Saturday, October 5, 2013

The Daily Mail isn’t fit for purpose

Reblogged from Michael Meacher MP:


I suppose we must thank the Mail for exposing so starkly and vividly just what a despicable purveyor of poison it is, so consumed by bigotry and hatred of all things progressive in British life that it can so grossly misrepresent Ed Miliband’s father who fought for Britain in the war when the Mail sided with the Nazis in the 1930s , and then sent reporters deliberately to disrupt a Miliband family memorial service to try to extract further mischievous comments.     Not only was this an appalling breach for anyone with a shred of common decency, it is also well-timed to inform the deliberations of the Privy Council as it decides in this next week which of the regulatory charters is to be put forward – the royal charter supported by all the political parties or the one concocted at the last moment by the right-wing press to maintain their stranglehold over the nation’s information and thought patterns. Dacre, bullying and foul-mouthed Ayatollah of the Mail – the man who redoubled the felony by reprinting the Mail on Sunday’s slander about Miliband’s father and then refused to apologise for the gatecrashing of the memorial service – this is the man who under current self-regulation is chair of the editors’ code of practice committee.   There couldn’t be a better illustration of how unfit such a man is to run a newspaper, let alone have oversight of the nation’s journalistic ethics.
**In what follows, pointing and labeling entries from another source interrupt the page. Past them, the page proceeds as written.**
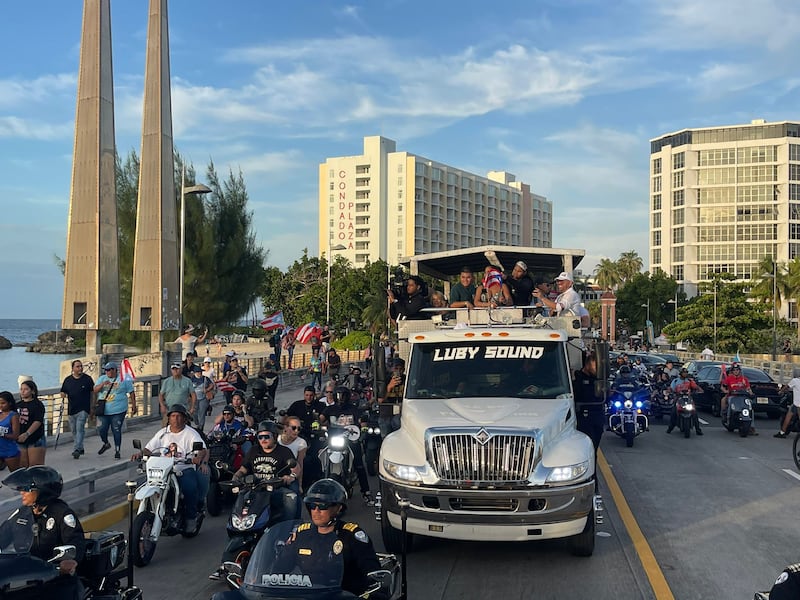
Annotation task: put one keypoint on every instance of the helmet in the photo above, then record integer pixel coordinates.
(270, 426)
(45, 480)
(342, 394)
(326, 490)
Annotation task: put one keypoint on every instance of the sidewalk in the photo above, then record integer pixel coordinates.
(93, 466)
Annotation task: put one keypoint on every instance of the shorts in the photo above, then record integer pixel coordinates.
(40, 443)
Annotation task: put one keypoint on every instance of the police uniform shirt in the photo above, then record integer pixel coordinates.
(348, 540)
(265, 465)
(57, 525)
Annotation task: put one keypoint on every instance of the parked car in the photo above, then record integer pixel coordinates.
(765, 391)
(693, 366)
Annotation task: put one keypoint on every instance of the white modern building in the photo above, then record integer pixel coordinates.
(722, 198)
(385, 204)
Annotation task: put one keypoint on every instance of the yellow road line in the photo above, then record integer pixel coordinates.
(654, 574)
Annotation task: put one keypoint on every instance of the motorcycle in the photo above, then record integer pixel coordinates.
(626, 417)
(276, 572)
(336, 457)
(225, 458)
(686, 413)
(161, 504)
(251, 514)
(24, 577)
(739, 414)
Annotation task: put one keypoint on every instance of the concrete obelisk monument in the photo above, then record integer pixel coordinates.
(91, 278)
(154, 298)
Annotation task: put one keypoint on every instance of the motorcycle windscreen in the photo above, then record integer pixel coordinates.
(293, 560)
(16, 532)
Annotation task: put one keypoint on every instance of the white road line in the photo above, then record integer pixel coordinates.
(792, 473)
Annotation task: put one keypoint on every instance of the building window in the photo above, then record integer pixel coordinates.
(656, 166)
(656, 184)
(656, 201)
(656, 238)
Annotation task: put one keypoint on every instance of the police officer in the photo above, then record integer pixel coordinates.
(326, 502)
(53, 523)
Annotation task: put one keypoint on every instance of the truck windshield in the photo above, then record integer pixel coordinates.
(520, 369)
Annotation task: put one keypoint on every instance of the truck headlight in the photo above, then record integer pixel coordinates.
(569, 473)
(407, 473)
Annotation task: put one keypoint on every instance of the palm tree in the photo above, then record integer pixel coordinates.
(607, 274)
(629, 265)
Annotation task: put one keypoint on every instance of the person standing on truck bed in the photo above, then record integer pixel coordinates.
(568, 301)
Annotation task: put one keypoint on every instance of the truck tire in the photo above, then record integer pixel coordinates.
(393, 538)
(583, 543)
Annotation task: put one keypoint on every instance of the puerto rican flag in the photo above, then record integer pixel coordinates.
(274, 321)
(126, 370)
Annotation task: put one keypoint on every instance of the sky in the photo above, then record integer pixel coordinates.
(565, 94)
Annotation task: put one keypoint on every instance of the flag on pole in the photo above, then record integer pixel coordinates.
(126, 370)
(274, 321)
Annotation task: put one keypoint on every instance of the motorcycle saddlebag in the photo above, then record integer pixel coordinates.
(105, 551)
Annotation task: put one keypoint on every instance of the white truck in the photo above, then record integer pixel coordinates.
(488, 447)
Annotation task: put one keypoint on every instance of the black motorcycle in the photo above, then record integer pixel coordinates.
(251, 515)
(739, 414)
(23, 576)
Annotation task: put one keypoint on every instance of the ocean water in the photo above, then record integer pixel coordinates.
(15, 361)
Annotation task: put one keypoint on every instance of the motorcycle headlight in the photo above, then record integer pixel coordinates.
(243, 523)
(405, 473)
(569, 473)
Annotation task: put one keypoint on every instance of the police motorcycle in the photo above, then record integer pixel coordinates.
(161, 504)
(687, 411)
(336, 456)
(739, 414)
(252, 514)
(629, 403)
(275, 572)
(225, 457)
(24, 576)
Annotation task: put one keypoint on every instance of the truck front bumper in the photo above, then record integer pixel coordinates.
(491, 515)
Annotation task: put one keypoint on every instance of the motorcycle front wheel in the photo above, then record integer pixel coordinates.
(143, 548)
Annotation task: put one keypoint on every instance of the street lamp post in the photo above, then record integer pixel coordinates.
(336, 248)
(194, 189)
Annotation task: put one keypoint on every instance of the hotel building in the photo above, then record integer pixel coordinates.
(723, 198)
(385, 204)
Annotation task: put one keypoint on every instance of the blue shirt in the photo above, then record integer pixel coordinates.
(116, 397)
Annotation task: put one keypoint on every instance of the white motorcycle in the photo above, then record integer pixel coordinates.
(161, 504)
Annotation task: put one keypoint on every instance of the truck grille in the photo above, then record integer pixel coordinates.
(481, 457)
To say that we have a free press when it is run by such characters as Murdoch, Dacre, Desmond, and the Barclay brothers is a contradiction in terms.   It is in fact monopolised by an exceedingly rich coterie of private tycoons who, despite their protestations, make sure through their appointment of editors that their viscerally right-wing prejudices permeate the culture and content of the newspapers they own.   A free press is one that is owned and controlled neither by the State nor by an individual purely on the basis of wealth.   The Dacre affair at the Mail shows just how far the latter can allow the culture and ethics of a paper to degenerate into out-of-control vindictiveness and personal animus which is utterly contrary to the principles of a genuinely free press.

Ed Miliband has been brave, and right, to take on the excesses of corporate power which are so badly tarnishing British life.    He took on, and won, against Murdoch over BSkyB, against the rabid Fleet Street frenzy over Leveson, against the Big Six energy profiteers over gas and electricity pricing, against the banks over their exploitation and irresponsibility, and against the new private monopolies like G4S, A4E, Serco and Capita over their abuse of power.   But there is nowhere which cries out for reform so much as the unconscionable press which in their present form and ownership are revealing themselves as utterly unfit for purpose.